If you are not a business owner, you can still be wise about tax breaks. Decide with retirement investment whether tax-deferred now or in the future makes more sense. Understand the changes under tax reform and the impacts on your itemized deductions.

TUSHINGHAM: An essential part of any financial plan is mitigating taxes. Families should ensure that they are obtaining 100 percent of the deductions and credits for which they are eligible at all times. This starts with optimizing retirement plans and encompasses tax strategies to ensure that their income stays below certain levels when possible. This ensures that they don’t lose out on any available deductions, credits and even college financial aid.

The benefits of proactive tax planning can clearly be seen for families in the distribution or retirement phase of their life. When should we begin our Social Security benefits? Which accounts should we draw from first? Do we do the Roth conversion? All these decisions need to be coordinated to help minimize taxes and optimize cash flow, so clients can meet their lifetime spending needs.

What tax breaks are the most beneficial for small business owners to consider in terms of their wealth management?

TUSHINGHAM: Tax reform in 2018 brought about the deduction QBI. The deduction allows some business owners to take a deduction for up to 20 percent on certain business income on their personal returns. Any type of “pass through” business that is not a C Corporation is eligible. Not all income is eligible, and some businesses will lose the deduction above certain income limits, so proactive planning is necessary.

Business owners can also hire family members, which can provide a number of benefits. So long as the job is legitimate and pays a reasonable wage, parents can deduct the wages, reduce their taxable income and potentially qualify for a larger QBI deduction. Children usually pay nothing in taxes, thanks to their standard deduction ($12,200 in 2019), so the earned income makes them eligible to fund a Roth IRA and the employment provides them with valuable experience.

SHAY: Business owners are at a big advantage, as they have the most control over their tax situation. They can typically control their income and deductions more than employees do.
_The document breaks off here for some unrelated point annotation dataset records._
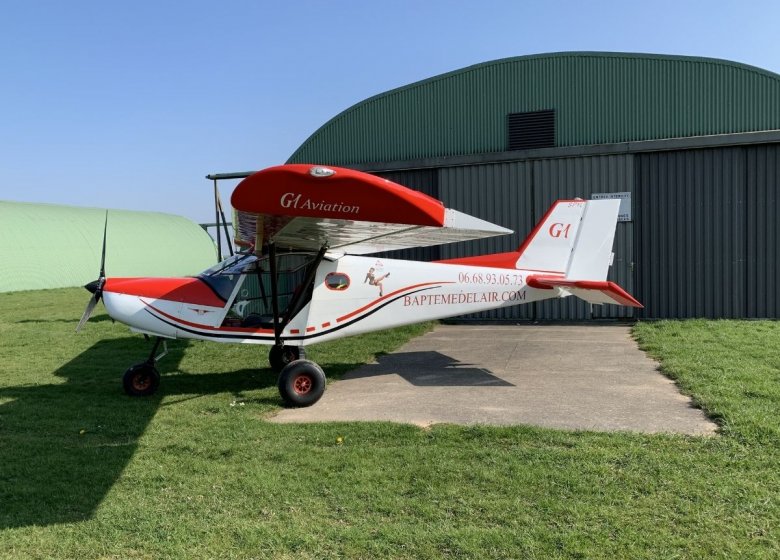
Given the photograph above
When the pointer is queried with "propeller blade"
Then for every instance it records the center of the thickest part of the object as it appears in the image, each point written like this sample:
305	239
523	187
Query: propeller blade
88	311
Consider retirement plans that are most tax-beneficial for their situation. Many business owners start with a Simple IRA retirement plan and after a year or two, migrate up to a 401K. As owners graduate to higher tax brackets and cash flow improves, they may consider adding a profit-sharing component to the 401K plan. If additional retirement savings and tax deferral are necessary, they are available.

With tax reform, a major new deduction is available to business owners in the form of QBI deduction. With proper planning, this deduction can greatly reduce the income taxes associated with business income. If you are a higher earner, you need to be sure to evaluate what needs to be done to optimize this deduction, as it can phase out for higher earners, although for many businesses, there are ways around that. As a result, there is more cash flow available for wealth accumulation.
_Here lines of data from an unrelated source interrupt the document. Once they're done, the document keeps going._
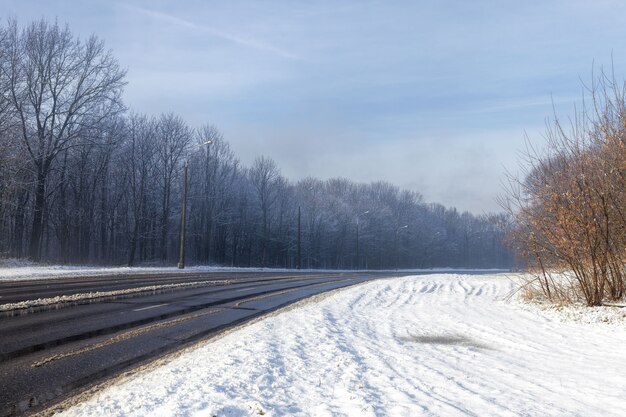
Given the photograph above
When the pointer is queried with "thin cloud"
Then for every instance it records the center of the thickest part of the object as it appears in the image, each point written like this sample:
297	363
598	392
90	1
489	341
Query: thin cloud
239	40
How can an exit plan help a small business owner effectively manage wealth?

SHAY: Most entrepreneurs have a large amount of their wealth tied up in their business. Exit plans or succession plans allow for a diversification of wealth. Those plans take time to execute on. You can’t decide today that you are going to exit tomorrow. You typically need a minimum of three to five years to be ready for that. You want to exit when your financials are healthy and, ideally, you are showing growth.

There are complete exits, and there are partial exits and/or ownership diversification. These are two completely different things. While it is going to be business type-dependent, realize that it is rare upon a business exit that you are going to completely walk away from the business that day.

TUSHINGHAM: A proper exit plan will not only maximize the value of a business but also ensure that the seller has adequate assets to support their retirement needs. We see this firsthand, as most of our clients are physicians who have become partners in their firm and want to plan for that eventual day when they sell to someone else.

Most business owners are reactive when it comes to establishing an exit strategy and aren’t prepared for a disability or death of a partner or haven’t established a clear succession plan. Having an exit plan in place can protect owners from the unexpected, keep them in control and preserve what they have worked so hard to build.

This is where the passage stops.